The Codex Vindobonensis 751, also known as the Vienna Boniface Codex, is a ninth-century codex, comprising four different manuscripts, the first of which is one of the earliest remaining collections of the correspondence of Saint Boniface. The codex is held in the Austrian National Library in Vienna.

The section containing the Bonifatian correspondence dates from the ninth century, and was most likely copied in Mainz—Boniface had been appointed archbishop of Mainz in 745, and the copyist used originals of the letters available there. The codex was later moved to Cologne, where it was marked (on 166v) as belonging to the library of the Cologne Cathedral.
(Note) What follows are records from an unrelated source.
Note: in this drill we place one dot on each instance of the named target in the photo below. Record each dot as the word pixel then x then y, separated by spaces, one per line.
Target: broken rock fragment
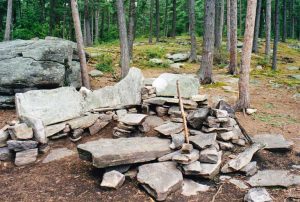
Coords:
pixel 160 179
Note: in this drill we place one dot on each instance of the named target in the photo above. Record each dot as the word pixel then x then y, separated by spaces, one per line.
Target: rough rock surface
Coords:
pixel 160 179
pixel 112 152
pixel 38 64
pixel 165 85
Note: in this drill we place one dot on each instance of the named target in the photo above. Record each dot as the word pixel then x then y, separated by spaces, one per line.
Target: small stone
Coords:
pixel 113 179
pixel 258 195
pixel 26 157
pixel 169 128
pixel 192 168
pixel 18 145
pixel 191 188
pixel 58 154
pixel 186 158
pixel 21 131
pixel 5 154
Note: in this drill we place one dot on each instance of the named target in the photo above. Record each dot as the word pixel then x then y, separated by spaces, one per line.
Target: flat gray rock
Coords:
pixel 269 178
pixel 191 188
pixel 169 128
pixel 273 141
pixel 111 152
pixel 50 106
pixel 258 195
pixel 57 154
pixel 165 85
pixel 160 179
pixel 242 159
pixel 132 119
pixel 203 140
pixel 113 179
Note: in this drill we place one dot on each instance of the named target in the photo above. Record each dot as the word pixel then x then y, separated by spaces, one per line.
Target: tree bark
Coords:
pixel 157 20
pixel 125 59
pixel 244 95
pixel 173 34
pixel 219 24
pixel 284 22
pixel 7 34
pixel 233 37
pixel 87 22
pixel 131 27
pixel 276 35
pixel 192 22
pixel 228 25
pixel 268 28
pixel 205 73
pixel 81 53
pixel 257 26
pixel 151 21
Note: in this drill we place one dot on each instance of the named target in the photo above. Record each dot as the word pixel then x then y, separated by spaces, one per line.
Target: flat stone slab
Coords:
pixel 269 178
pixel 191 188
pixel 160 179
pixel 165 85
pixel 50 106
pixel 111 152
pixel 57 154
pixel 203 140
pixel 132 119
pixel 273 141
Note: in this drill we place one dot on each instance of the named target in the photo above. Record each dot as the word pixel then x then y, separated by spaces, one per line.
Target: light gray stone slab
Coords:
pixel 160 179
pixel 111 152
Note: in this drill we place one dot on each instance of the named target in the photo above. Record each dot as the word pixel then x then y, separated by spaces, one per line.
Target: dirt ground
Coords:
pixel 74 180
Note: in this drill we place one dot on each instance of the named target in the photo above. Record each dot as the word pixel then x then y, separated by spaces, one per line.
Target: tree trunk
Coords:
pixel 228 25
pixel 87 24
pixel 233 37
pixel 151 21
pixel 257 26
pixel 131 27
pixel 276 36
pixel 219 24
pixel 157 20
pixel 7 34
pixel 173 34
pixel 81 53
pixel 125 59
pixel 192 22
pixel 244 95
pixel 205 73
pixel 268 28
pixel 284 22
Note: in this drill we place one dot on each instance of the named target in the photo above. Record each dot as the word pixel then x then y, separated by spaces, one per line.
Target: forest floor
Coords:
pixel 274 94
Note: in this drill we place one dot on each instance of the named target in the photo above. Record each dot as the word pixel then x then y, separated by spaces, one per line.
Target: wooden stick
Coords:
pixel 186 131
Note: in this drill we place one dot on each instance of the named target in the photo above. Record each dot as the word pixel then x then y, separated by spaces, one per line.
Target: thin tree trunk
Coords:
pixel 151 21
pixel 157 20
pixel 233 37
pixel 219 24
pixel 268 28
pixel 244 95
pixel 173 34
pixel 257 26
pixel 131 27
pixel 205 73
pixel 81 53
pixel 192 22
pixel 228 25
pixel 284 22
pixel 125 59
pixel 276 35
pixel 7 34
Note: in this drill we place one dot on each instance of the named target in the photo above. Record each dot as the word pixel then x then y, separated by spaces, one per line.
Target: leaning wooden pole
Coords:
pixel 186 131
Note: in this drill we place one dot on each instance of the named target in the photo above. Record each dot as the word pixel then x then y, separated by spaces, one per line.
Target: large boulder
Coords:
pixel 37 64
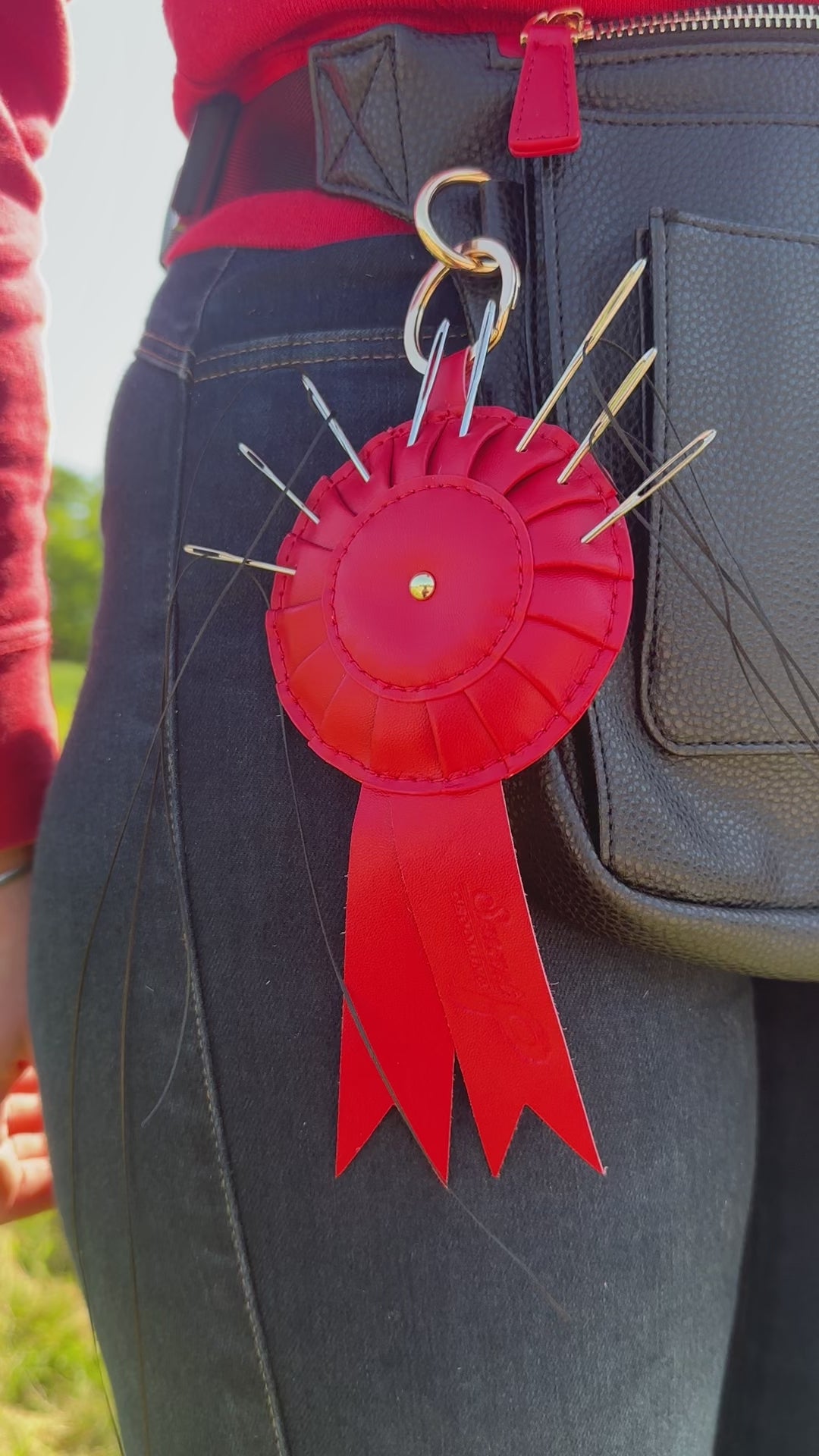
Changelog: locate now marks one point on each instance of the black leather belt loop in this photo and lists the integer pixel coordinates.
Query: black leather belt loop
(267, 145)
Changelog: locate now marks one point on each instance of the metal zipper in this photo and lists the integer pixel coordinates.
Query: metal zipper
(711, 18)
(545, 118)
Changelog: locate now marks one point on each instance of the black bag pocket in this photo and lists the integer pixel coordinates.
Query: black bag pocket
(692, 792)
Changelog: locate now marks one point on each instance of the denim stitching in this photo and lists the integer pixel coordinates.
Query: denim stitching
(218, 1130)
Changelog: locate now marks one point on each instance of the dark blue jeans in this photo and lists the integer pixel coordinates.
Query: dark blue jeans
(245, 1299)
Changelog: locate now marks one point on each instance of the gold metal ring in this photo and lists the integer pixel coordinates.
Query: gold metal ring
(509, 290)
(455, 258)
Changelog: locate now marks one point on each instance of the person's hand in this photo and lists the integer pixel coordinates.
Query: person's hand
(25, 1172)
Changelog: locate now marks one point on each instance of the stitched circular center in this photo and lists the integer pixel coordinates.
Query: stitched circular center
(455, 532)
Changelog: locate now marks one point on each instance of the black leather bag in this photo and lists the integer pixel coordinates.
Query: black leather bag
(684, 813)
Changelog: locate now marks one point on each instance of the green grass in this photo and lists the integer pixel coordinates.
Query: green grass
(66, 682)
(52, 1395)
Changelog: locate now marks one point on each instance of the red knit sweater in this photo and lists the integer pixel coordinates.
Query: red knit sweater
(240, 46)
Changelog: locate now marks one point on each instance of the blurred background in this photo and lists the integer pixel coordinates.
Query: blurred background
(108, 180)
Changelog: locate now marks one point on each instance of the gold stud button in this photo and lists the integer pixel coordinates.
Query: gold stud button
(422, 585)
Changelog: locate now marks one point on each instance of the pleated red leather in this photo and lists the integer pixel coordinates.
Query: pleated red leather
(428, 702)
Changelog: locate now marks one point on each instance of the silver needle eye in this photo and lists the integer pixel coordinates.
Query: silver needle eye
(333, 422)
(210, 554)
(251, 455)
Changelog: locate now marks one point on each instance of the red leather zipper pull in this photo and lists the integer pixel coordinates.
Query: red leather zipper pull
(545, 118)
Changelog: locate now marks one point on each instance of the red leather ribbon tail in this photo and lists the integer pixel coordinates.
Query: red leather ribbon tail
(461, 880)
(390, 984)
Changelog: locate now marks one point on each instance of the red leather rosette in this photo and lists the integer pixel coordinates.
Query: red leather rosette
(430, 704)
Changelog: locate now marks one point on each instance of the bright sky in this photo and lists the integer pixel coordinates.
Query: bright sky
(108, 180)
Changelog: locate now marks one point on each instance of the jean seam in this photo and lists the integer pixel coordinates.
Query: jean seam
(206, 1062)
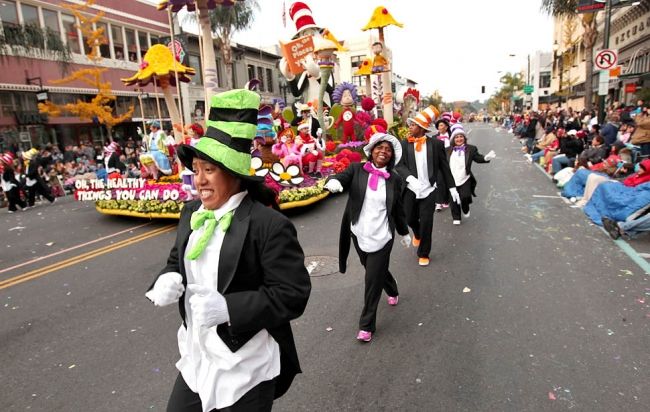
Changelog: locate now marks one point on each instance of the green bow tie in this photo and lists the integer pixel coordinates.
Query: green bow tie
(199, 218)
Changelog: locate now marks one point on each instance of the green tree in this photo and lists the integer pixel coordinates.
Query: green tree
(568, 9)
(222, 22)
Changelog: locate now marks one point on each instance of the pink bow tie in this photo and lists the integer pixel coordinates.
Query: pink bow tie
(375, 174)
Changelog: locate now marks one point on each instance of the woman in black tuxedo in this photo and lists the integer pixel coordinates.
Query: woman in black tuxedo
(460, 156)
(373, 212)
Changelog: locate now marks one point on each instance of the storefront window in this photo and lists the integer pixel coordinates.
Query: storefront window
(51, 20)
(269, 80)
(118, 42)
(144, 43)
(195, 63)
(8, 13)
(30, 15)
(71, 32)
(6, 104)
(260, 77)
(104, 47)
(131, 45)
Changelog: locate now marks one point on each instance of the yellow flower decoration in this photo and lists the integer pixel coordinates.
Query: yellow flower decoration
(381, 18)
(159, 62)
(365, 68)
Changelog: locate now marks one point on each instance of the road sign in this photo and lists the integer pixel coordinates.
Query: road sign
(603, 83)
(605, 59)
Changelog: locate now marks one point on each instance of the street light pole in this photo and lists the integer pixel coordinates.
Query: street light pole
(608, 18)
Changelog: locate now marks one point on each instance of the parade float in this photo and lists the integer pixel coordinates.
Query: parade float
(293, 151)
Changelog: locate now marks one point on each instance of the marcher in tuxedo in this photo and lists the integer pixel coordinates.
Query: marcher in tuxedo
(373, 212)
(35, 182)
(423, 158)
(10, 185)
(461, 155)
(237, 272)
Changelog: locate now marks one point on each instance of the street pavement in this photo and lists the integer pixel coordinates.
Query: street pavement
(526, 306)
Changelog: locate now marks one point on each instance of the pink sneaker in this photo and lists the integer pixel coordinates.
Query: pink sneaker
(364, 336)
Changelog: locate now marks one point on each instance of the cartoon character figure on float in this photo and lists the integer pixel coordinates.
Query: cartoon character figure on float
(346, 94)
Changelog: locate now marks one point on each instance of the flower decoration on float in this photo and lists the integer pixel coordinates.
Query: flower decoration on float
(190, 5)
(286, 177)
(258, 168)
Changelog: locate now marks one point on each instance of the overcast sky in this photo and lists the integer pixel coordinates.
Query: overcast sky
(451, 46)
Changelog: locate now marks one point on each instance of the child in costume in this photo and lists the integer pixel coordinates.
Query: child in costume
(312, 151)
(346, 94)
(10, 185)
(288, 149)
(379, 62)
(460, 156)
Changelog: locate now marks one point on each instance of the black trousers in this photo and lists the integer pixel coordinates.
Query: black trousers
(419, 216)
(260, 398)
(377, 278)
(465, 193)
(13, 197)
(40, 188)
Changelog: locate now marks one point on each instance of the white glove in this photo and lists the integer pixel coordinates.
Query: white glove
(167, 289)
(311, 66)
(413, 185)
(454, 195)
(209, 307)
(284, 69)
(333, 186)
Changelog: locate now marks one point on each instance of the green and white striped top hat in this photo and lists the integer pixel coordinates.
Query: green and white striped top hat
(231, 127)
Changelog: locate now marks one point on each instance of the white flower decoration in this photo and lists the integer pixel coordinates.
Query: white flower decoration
(289, 177)
(257, 167)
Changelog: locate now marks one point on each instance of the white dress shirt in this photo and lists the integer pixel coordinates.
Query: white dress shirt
(423, 173)
(457, 166)
(372, 229)
(209, 368)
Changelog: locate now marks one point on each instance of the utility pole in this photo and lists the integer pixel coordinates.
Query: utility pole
(608, 17)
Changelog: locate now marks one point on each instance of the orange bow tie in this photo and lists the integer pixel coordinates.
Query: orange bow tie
(419, 141)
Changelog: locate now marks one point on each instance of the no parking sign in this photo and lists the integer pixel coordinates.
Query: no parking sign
(606, 59)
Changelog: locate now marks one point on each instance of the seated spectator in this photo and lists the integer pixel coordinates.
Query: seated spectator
(593, 154)
(625, 132)
(133, 171)
(609, 132)
(540, 148)
(641, 136)
(631, 228)
(570, 149)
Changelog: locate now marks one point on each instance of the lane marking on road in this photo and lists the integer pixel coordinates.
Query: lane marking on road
(33, 274)
(633, 254)
(549, 197)
(73, 248)
(625, 247)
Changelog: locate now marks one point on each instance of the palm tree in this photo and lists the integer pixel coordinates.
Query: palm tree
(225, 21)
(222, 20)
(568, 9)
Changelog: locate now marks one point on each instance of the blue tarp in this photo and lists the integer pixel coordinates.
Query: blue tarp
(575, 187)
(616, 201)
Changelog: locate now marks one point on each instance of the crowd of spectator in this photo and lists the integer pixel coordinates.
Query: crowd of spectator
(581, 154)
(60, 166)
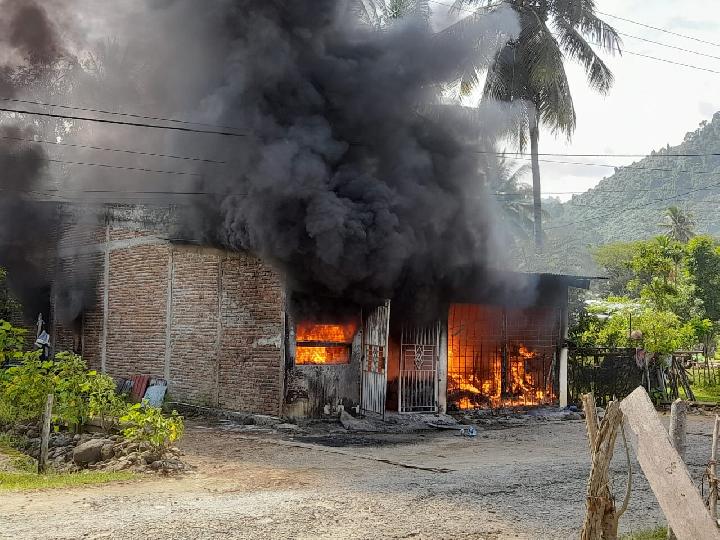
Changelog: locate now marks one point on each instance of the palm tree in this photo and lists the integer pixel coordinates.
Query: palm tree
(514, 197)
(530, 69)
(679, 226)
(382, 13)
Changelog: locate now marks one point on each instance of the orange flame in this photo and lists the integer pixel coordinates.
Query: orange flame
(319, 344)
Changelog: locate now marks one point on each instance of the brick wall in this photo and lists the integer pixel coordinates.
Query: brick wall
(251, 363)
(194, 328)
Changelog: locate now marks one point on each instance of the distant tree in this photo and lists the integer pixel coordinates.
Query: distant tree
(703, 263)
(616, 262)
(515, 197)
(9, 308)
(531, 70)
(679, 226)
(382, 13)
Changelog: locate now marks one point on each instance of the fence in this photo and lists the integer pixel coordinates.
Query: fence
(608, 373)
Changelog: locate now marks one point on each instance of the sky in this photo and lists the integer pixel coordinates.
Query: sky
(651, 104)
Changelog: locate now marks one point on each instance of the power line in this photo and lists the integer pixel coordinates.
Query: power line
(122, 123)
(107, 166)
(124, 151)
(691, 66)
(103, 111)
(639, 207)
(685, 36)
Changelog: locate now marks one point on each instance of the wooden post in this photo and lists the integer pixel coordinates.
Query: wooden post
(601, 517)
(666, 472)
(678, 433)
(45, 435)
(712, 500)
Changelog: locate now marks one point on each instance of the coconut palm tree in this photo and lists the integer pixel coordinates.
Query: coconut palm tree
(530, 69)
(382, 13)
(678, 225)
(514, 196)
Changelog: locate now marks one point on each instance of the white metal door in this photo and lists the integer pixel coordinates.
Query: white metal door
(419, 356)
(374, 364)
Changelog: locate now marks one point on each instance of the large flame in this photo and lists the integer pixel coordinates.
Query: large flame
(324, 343)
(475, 356)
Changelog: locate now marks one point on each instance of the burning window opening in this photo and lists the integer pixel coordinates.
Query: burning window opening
(324, 344)
(499, 357)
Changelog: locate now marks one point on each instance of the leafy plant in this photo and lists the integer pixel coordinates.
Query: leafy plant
(145, 424)
(12, 341)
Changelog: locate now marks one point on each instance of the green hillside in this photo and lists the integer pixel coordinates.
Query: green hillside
(629, 204)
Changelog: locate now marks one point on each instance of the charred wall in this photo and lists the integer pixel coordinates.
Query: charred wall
(209, 321)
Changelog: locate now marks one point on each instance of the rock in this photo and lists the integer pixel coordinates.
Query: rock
(89, 451)
(58, 440)
(288, 427)
(149, 456)
(356, 424)
(107, 452)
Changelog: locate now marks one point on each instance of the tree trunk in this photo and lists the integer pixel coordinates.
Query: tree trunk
(537, 193)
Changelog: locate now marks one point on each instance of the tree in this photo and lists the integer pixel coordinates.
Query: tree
(679, 226)
(515, 197)
(703, 262)
(530, 69)
(382, 13)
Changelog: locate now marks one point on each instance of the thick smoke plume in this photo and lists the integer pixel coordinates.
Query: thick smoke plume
(354, 176)
(30, 46)
(352, 173)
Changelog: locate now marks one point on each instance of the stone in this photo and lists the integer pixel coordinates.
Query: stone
(356, 424)
(89, 451)
(107, 452)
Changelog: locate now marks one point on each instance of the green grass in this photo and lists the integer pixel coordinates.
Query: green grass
(655, 534)
(24, 481)
(23, 477)
(707, 393)
(16, 459)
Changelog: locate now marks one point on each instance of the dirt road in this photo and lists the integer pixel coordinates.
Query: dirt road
(524, 482)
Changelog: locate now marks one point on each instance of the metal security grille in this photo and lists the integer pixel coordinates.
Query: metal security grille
(419, 354)
(374, 364)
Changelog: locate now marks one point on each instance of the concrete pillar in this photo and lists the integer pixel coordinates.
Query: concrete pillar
(563, 377)
(563, 382)
(443, 368)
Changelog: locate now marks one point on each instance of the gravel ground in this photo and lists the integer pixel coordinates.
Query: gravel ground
(521, 482)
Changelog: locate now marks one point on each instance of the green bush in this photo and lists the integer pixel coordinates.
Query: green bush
(145, 424)
(12, 341)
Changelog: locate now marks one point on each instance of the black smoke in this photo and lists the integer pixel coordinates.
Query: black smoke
(355, 178)
(31, 46)
(353, 175)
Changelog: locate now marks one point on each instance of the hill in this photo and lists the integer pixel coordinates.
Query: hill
(629, 204)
The modern history of the codex begins in 1554 when Kasper von Niedbruck, who had entered the service of Maximilian II in that year, found the manuscript in Cologne and brought it to Vienna. Von Niedbruck collected materials to aid with the composition of the Magdeburg Centuries (a comprehensive church history first published in 1559), and gathered many manuscripts for the Imperial Library, which he allowed Matthias Flacius and his collaborators to copy. As indicated in von Niedbruck's correspondence, the codex was sent to George Cassander after September 1755. Next mention of the codex is in the catalog entry by Hugo Blotius, the first librarian of the Imperial Library, in 1597. Correspondence between Sebastian Tengnagel of the Imperial Library and Johann Pistorius, confessor to Rudolf II, indicates that the codex was in Prague, whence Tengnagel had sent it to Nicolaus Serarius in Mainz who used it to publish his edition of the Bonifatian correspondence (1605). Corrections and notes in the hands of Tengnagel and Blotius prove that they had already worked on copying and editing the correspondence before the codex was sent to Prague.